MM went out of business. It sued JSW for breach of contract, and sued Chapel (and other distributors), along with Nucor, JSW, and another manufacturer.  After a six-week trial, the Southern District of Texas entered judgment for over $150 million for MM, finding that the distributors formed a conspiracy in violation of Section 1 of the Sherman Act to keep steel away from MM, and that the manufacturers knowingly joined that conspiracy.  The distributors settled, leaving Nucor and JSW as the only appellants by the time of the Fifth Circuit’s decision.

The opinion’s analysis began by stating the accepted legal standards in the area.  A Section 1 claim requires proof that the defendants “(1) engaged in a conspiracy (2) that restrained trade (3) in a particular market.”  That proof must “tend[] to exclude the possibility of independent conduct,” which in a refusal-to-deal case such as this one, means showing that the defendants’ conduct is “inconsistent with the manufacturer’s independent self-interest.”
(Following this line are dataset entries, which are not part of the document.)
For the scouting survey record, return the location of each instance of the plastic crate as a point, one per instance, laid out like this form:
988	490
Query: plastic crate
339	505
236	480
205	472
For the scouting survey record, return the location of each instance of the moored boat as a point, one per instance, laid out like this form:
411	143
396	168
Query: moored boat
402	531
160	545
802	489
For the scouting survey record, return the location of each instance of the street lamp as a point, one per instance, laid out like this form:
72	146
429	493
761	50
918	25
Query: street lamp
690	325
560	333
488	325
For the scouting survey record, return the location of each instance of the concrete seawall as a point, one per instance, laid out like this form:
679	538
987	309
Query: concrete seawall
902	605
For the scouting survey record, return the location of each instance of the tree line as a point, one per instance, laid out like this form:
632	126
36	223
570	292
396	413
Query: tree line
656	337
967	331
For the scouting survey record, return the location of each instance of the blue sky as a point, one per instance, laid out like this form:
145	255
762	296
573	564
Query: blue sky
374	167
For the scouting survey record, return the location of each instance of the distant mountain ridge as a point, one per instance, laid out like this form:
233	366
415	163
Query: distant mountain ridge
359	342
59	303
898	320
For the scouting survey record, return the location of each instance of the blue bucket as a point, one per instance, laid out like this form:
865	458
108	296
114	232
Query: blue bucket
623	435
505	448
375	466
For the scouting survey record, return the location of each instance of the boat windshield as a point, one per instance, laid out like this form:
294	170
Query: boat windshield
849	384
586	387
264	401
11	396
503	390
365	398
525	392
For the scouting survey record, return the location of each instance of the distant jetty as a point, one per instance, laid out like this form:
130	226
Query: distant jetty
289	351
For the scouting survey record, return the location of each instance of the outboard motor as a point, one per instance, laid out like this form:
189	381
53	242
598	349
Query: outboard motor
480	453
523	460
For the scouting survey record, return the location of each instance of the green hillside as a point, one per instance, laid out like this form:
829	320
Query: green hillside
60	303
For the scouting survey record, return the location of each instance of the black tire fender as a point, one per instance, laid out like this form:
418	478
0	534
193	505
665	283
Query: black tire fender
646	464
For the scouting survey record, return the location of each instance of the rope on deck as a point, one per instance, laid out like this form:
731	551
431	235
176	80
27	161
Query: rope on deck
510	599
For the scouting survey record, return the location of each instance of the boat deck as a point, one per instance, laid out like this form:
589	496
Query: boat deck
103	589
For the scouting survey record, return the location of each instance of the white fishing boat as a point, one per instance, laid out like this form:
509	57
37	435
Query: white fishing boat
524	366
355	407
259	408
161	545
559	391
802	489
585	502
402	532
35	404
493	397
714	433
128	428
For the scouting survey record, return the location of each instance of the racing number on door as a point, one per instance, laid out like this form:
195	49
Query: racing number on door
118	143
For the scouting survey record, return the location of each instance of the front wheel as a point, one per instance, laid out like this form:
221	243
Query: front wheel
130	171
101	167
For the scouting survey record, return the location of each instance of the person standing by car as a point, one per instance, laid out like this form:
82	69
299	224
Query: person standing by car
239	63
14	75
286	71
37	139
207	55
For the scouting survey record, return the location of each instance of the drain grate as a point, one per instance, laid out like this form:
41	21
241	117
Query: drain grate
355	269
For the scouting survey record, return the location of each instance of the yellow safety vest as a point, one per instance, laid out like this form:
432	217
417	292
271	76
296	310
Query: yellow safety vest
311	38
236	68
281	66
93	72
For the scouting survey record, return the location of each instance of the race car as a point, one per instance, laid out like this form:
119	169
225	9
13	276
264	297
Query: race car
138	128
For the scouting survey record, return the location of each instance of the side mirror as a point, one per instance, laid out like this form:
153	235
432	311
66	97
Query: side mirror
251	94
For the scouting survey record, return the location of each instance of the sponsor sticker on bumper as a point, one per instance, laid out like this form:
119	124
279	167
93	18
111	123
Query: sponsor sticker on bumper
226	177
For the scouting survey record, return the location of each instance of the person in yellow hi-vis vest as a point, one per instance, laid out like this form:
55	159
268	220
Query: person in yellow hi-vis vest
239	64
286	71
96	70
Applying these standards, the court affirmed the liability finding as to JSW.  “The fact that both [distributors’ made . . . threats within several weeks of each other was sufficient evidence for a reasonable juror to conclude that JSW was aware of the horizontal conspiracy to exclude MM from the market.”  Then, when JSW responded by terminating its contract with MM, virtually guaranteeing a suit for breach, “[a] reasonable juror also could have concluded that JSW’s abrupt decision to no longer deal with MM following those threats and JSW’s statements regarding that decision tended to exclude the possibility of conduct that was independent of the distributor’s conspiracy.”  While JSW contended that its actions were motivated by concern about the Chapel lawsuit against MM, the court found that “[a] reasonable juror could have concluded that JSW’s explanation for its supposedly independent refusal to deal was pretextual.”

The court reversed as to Nucor, who had received only one threat, from Chapel.  In response, Nucor introduced evidence that it had an “incumbency practice,” under which it remained loyal to established customers such as Chapel, to maintain a stable supply chain.  The court reasoned that “[e]ven if the jury did not credit this practice, MM did not provide evidence that when Nucor first refused to quote MM, Nucor was aware of an agreement between the distributors to foreclose MM from the market. . . . In fact, at the time Nucor first refused to quote MM, Nucor believed that JSW, its competitor, was supplying MM.”

Returning to JSW, the court observed that “[t]he Supreme Court has consistently held that the per se rule [of antitrust liability] is applicable to group boycotts identical to the boycott alleged in this case.”  JSW argued that in the recent opinion of Leegin Creative Leather Products v. PSKS, 551 U.S. 877 (2007) when the Supreme Court eliminated per se liability for price-setting vertical agreements (i.e, exclusive dealing arrangements), it necessarily did so for horizontal agreements such as the one among distributors in this case.  The court disagreed, concluding: “Purely vertical refusals to deal . . . frequently have procompetitive justifications, such as limiting free riding and increasing specialization.  However, the crux of the group boycotts at issue in the cases in which per se liability has always applied is that members of a horizontal conspiracy use vertical agreements anticompetitively to foreclose a competitor from the market.”  The court concluded by rejecting a challenge to MM’s damage model.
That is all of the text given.